According to a Google blog post, Chinese government-backed hackers pretended to be staff from cybersecurity provider McAfee and tricked users into installing malware on their devices.
Google said that these hackers would prompt users to install a legitimate version of the McAfee software from GitHub and on the side the malware was surreptitiously installed into the system.
Google’s Threat Analysis Group (TAG) that works on preventing cyber attacks identified the activity and instantly sent out a prominent warning. Google also said that the findings were shared with the Federal Bureau of Investigation (FBI).
This particular threat comes just ahead of the US elections and threats like these have gradually been increasing over the months. Google sent out 10,316 warnings about government-backed attacks over July to September, the blog stated.
In June this year, Google said that it had spotted phishing attacks targeted against personal email accounts of staffers on the Joe Biden and Donald Trump campaigns from Chinese and Iranian Advanced Persistent Threats (APT). These groups targeted campaign staffers’ personal emails with phishing emails and emails containing tracking links.
The blog mentions another Chinese malware campaign that was based on emailing links that would download malware hosted on GitHub. The malware that was downloaded was a Python-based implant using Dropbox, the file sharing service, for command and control. The malware would allow the hacker to upload and download files as well as execute arbitrary commands, Google said.
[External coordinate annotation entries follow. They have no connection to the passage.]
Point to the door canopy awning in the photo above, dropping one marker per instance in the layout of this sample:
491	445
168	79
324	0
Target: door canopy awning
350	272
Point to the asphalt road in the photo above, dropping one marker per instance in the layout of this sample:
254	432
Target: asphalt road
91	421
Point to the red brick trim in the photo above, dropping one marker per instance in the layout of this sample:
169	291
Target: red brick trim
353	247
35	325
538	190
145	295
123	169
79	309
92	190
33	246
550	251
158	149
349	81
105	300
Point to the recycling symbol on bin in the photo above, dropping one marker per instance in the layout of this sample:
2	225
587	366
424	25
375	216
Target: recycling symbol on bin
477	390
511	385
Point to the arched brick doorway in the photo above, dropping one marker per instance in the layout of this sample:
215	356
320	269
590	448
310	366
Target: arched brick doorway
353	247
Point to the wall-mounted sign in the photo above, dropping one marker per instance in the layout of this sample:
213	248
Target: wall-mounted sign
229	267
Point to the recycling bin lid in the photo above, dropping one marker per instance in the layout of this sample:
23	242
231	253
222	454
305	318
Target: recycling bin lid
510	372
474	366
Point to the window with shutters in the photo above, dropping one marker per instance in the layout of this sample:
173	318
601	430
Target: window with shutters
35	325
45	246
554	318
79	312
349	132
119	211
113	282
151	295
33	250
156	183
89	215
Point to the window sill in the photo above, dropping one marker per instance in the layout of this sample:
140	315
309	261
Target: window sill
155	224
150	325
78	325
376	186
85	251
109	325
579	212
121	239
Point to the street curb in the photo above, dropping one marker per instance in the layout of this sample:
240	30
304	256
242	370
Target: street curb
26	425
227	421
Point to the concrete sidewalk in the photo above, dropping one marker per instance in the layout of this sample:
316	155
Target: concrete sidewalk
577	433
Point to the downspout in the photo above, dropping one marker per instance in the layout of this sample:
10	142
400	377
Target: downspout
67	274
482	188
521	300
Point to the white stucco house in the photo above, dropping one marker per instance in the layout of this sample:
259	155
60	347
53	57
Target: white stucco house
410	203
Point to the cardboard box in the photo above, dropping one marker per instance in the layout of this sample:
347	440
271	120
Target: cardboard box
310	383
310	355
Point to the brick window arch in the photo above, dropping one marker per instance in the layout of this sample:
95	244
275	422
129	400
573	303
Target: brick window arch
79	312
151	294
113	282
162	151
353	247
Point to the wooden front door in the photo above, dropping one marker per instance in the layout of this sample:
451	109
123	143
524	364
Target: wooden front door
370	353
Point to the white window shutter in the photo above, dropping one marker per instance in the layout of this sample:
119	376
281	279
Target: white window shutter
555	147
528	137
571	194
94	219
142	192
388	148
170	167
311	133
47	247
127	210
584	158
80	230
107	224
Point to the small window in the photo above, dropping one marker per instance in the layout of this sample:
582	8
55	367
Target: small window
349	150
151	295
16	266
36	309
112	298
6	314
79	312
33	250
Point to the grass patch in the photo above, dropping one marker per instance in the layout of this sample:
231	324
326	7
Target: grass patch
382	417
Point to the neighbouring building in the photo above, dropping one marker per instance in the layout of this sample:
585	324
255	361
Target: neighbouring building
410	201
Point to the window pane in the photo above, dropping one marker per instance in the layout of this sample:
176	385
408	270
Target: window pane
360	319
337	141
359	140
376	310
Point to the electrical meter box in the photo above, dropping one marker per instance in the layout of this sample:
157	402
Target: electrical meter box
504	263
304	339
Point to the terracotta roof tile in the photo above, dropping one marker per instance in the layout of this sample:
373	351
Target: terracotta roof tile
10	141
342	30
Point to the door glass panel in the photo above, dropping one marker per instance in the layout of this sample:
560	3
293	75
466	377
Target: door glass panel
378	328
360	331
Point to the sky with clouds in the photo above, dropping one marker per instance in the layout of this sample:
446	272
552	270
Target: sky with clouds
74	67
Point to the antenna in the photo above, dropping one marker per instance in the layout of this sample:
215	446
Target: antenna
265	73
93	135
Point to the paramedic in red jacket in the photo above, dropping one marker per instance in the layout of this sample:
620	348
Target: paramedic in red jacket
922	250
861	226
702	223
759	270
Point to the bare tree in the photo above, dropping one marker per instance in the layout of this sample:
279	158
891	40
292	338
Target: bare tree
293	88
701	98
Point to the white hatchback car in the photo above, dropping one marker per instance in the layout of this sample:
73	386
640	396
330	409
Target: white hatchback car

Google added that these malicious attacks were hosted on legitimate services thus making it harder for defenders to rely on network signals for detection.
In September, Microsoft also pointed out that the spike in cyberattacks targeting people and organisations involved in the US Presidential elections.
Microsoft stated that the Russsian cyber hacking group Strontium attacked more than 200 organisations including politcal campaigns, parties, political consultants and advocacy groups.
As per reports, other cyber spying groups like Zirconium and Phosphorus, operating from China and Iran, have attacked high-profile users associated with the ongoing elections.